What’s the syntactically proper way to declare a C struct?

Well, the obvious difference is demonstrated in your main:

struct foo a;
bar b;
baz c;

The first declaration is of an un-typedefed struct and needs the struct keyword to use. The second is of a typedefed anonymous struct, and so we use the typedef name. The third combines both the first and the second: your example uses baz (which is conveniently short) but could just as easily use struct _baz to the same effect.

Update: larsmans’ answer mentions a more common case where you have to use at least struct x { } to make a linked list. The second case wouldn’t be possible here (unless you abandon sanity and use a void * instead) because the struct is anonymous, and the typedef doesn’t happen until the struct is defined, giving you no way to make a (type-safe) pointer to the struct type itself. The first version works fine for this use, but the third is generally preferred in my experience. Give him some rep for that.
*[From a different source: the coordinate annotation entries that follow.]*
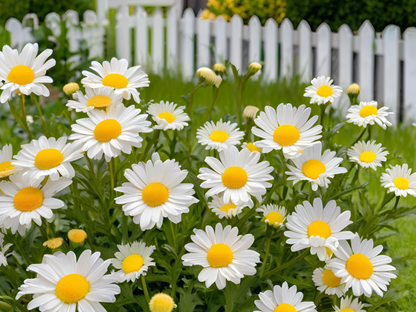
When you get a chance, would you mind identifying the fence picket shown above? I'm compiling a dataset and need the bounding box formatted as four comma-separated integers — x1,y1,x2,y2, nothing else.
230,14,243,72
263,18,279,82
196,11,211,68
358,20,375,101
298,20,312,83
403,27,416,120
A more subtle difference is in namespace placement. In C, struct tags are placed in a separate namespace from other names, but typedef names aren’t. So the following is legal:

struct test {
  // contents
};

struct test *test() {
  // contents
}

But the following is not, because it would be ambiguous what the name test is:

typedef struct {
  // contents
} test;

test *test() {
  // contents
}

typedef makes the name shorter (always a plus), but it puts it in the same namespace as your variables and functions. Usually this isn’t an issue, but it is a subtle difference beyond the simple shortening.